Cuando la tecnología falla, quiero gritar, maldecir y tirar mi iPad por la ventana de la oficina. Sé que esta no es una buena reacción. ¿Cómo puedo entrenarme para tener una mejor respuesta al fracaso tecnológico?
Todos hemos estado allí: las horas de trabajo desaparecen en el éter porque olvidamos hacer clic en “guardar”, o un mal funcionamiento de la aplicación elimina todos nuestros datos. ¿Cuál es la razón de la ira descomunal, y sí, pecaminosa que podemos sentir o expresar en esos momentos? Más importante aún, ¿cómo la combatimos? Hay dos factores diferentes a considerar.
1. Confiamos en la falsa promesa de que la tecnología nos hará como Dios
Los dispositivos que nos ahorran la mano de obra de épocas anteriores, como las lavadoras, cortadoras de césped, y lavavajillas, nos sirven al aumentar los límites de nuestra fuerza física. Pero las herramientas tecnológicas nos ayudan a trascender nuestros límites humanos por completo. Gracias a una gran cantidad de aplicaciones y la ubicuidad del WiFi de alta velocidad, podemos procesar cálculos matemáticos complejos o dirigir la compra, venta, y entrega de innumerables bienes y servicios las 24 horas del día, los siete días de la semana.
El esfuerzo físico requerido para tales hazañas no es mayor que tocar un teclado, sin siquiera el esfuerzo de tener que abandonar el sofá. La tecnología nos lleva a una iteración en el siglo XXI de las mentiras más antiguas: si confiamos en una cosa creada, seremos como Dios (Gn. 3:4), seremos habilitados digitalmente para trascender los límites del espacio, el tiempo, y la cognición humana.
Cuando la aplicación falla o el WiFi no funciona, nuestra ilusión de omnipotencia y omnipresencia artificial se hace añicos. Se nos recuerda que no somos Dios. Y nuestros corazones pecaminosos no aceptan el recordatorio.
2. Toda la evidencia visible de nuestros esfuerzos se pierde
Con la mayoría de los trabajos manuales quedan algunas pruebas de nuestro trabajo, incluso si el resultado previsto se ve frustrado. El pastel se puede quemar, pero todavía hay un pastel. El funcionamiento interno de la lavadora puede estar esparcido por el patio, pero el estado desmantelado es testigo del buen trabajo de alguien que intentaba repararla.
No es así con el trabajo digital.
Cuando trabajamos durante horas en una presentación de PowerPoint o una hoja de Google, solo para que una batería de computadora portátil nos falle, la evidencia de nuestro trabajo se borra por completo. Experimentamos una realidad de la existencia caída: el trabajo diligente no es garantía de un fruto evidente.

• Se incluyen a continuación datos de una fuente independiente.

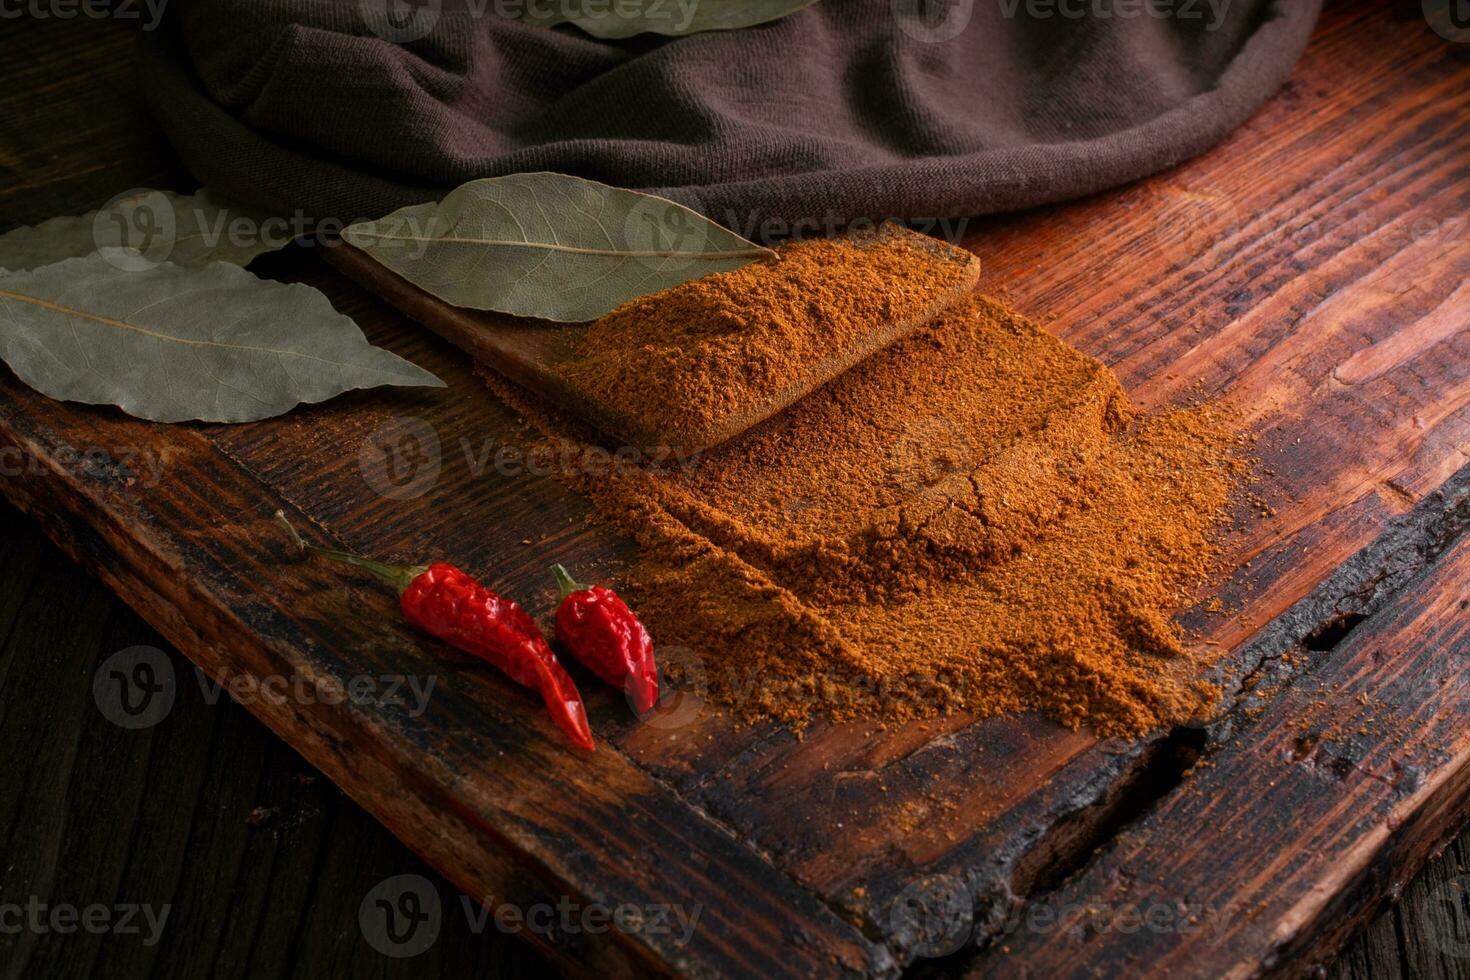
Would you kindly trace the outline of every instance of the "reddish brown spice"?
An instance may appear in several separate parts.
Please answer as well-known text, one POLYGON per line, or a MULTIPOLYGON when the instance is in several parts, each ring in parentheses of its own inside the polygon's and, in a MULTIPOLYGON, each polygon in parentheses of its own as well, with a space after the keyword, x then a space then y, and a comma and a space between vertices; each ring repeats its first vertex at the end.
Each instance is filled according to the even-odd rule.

Y clamamos con consternación que no tenemos “nada que mostrar” (Ec. 1:3).
Cuando la aplicación falla o el WiFi se cae, la ilusión de nuestra omnipotencia y omnipresencia artificial se hace añicos. Y nuestros corazones pecaminosos no aceptan el recordatorio.
Por supuesto, no es solo la pérdida de resultados digitales lo que puede hacernos tropezar con ira pecaminosa. Pregúntale a cualquier padre que haya encontrado al niño vaciando cajas de cereal en los cajones de la cómoda, o al dueño del cachorro que ve basura esparcida por el piso recién trapeado.
Las mismas Escrituras que nos confrontan y nos consuelan en medio de nuestras frustraciones sobre el trabajo físico también se pueden aplicar al trabajo digital.
Abrazar nuestros límites
Pablo nos anima a estar firmes, sabiendo que nuestro trabajo no es en vano (1 Co. 15:58). Nos dice que trabajemos sinceramente para Dios y no para los hombres (Col. 3:23-24).
Esos versículos nos recuerdan que nuestro trabajo siempre lo ve Dios, cuya visión no es limitada. Él nos bendice por nuestra diligencia (Pr. 21:5), no por el grado en que nuestra diligencia produce resultados que nunca podrían garantizarse, de todos modos.
Por la mañana, cuando iniciamos sesión en nuestras computadoras, podemos pedirle a Dios que centre nuestra confianza en Su poder y provisión, no en el poder de nuestras herramientas tecnológicas. Podemos pedirle que nos ayude a recordar nuestros límites y los de nuestra computadora portátil, y que confiemos nuestro trabajo y sus frutos al Rey que no tiene límites, no solo en su poder, sino también en su amor y deseo de hacernos el bien.